I am back again to blog my remaining days before I enter NS!
I think I am like everybody ba, when you have alot of unfinished business before entering NS and I think I will be darn regretful! Though somethings are really beyond what I can do!
Of course, I am certainly looking forward to what life has to offer me yet again, which usually brings me nice surprises. But I am really afraid, not of the NS life, but of what I will miss out and what I cannot help to improve in.
Like for NHDS. Will they get more united? Can they withstand the test of troubled times? Are they self-sufficient in the journey to SYF? Will some long lost graduates come back and spoil the fragile balance? Will the school forsake dance? Will graduates cause disharmony? Personally, I have alot of wish for dance, many I know is seemingly impossible to achieve. But I believe each step forward is already a success itself.

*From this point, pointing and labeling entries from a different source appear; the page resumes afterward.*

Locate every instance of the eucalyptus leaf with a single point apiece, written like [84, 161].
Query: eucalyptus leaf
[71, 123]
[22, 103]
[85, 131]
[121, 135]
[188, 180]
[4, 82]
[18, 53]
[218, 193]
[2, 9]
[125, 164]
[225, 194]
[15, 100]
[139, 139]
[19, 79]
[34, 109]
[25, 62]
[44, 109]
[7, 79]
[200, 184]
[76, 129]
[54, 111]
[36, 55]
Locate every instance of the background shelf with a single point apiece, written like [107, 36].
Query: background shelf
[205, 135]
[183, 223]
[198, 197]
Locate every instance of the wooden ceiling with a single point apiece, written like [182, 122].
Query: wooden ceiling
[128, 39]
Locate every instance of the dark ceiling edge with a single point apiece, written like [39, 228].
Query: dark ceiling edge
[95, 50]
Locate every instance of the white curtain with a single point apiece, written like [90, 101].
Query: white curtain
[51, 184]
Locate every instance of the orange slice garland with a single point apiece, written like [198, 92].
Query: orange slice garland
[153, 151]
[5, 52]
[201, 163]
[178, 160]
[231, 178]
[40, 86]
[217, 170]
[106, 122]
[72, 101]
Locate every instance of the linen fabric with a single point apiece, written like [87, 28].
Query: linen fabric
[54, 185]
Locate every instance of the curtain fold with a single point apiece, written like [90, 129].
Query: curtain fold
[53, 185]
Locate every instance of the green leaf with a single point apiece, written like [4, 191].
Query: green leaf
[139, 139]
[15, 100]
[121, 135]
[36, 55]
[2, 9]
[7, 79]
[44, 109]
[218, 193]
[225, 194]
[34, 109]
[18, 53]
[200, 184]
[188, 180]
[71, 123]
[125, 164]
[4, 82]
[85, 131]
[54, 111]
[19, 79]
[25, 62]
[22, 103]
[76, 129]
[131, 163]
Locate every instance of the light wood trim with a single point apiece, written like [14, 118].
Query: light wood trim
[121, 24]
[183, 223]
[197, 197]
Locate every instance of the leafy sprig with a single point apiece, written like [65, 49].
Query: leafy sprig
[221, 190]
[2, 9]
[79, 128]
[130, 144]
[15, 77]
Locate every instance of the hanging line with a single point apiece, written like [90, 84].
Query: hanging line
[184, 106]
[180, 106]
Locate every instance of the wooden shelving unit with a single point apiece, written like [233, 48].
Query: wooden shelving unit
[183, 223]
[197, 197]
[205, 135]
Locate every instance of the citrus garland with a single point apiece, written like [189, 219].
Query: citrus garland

Then ballet, the art that has given me the most problems up to now and I am still loving it. The common problem of losing the flexibility. And if I dont continue my exams, my teacher will have no class for me then! Unless she is willing to do private classes! I will miss my Ele and Inter exams with the class I am with now. How? Time would have forsaken me then!
I certainly dunwan to come out as stiff as a stick and can't dance anymore! Dreadful isn't it? I have seen many people suffering under the cruel Mr. NS! AHH!
How come I didn't mention DIY? Duh, because I am least worried about it. There are so many people in the troupe to make sure performance goes right and things go smoothly. Just like nobody is indispensable in the world, there are people ever ready to take over the gaping hole in the line of duties.
Of course, the nice surprise will be when I become Mr. Thin Teo!! WEEE~! Everything will comes easier. This is definitely dependent on my own diligence! I think only fat people like me will understand the feeling. haha!
Haiya! I am just being very worried about alot of things lah. Maybe my absence will let things become better! Whatever will be, will be!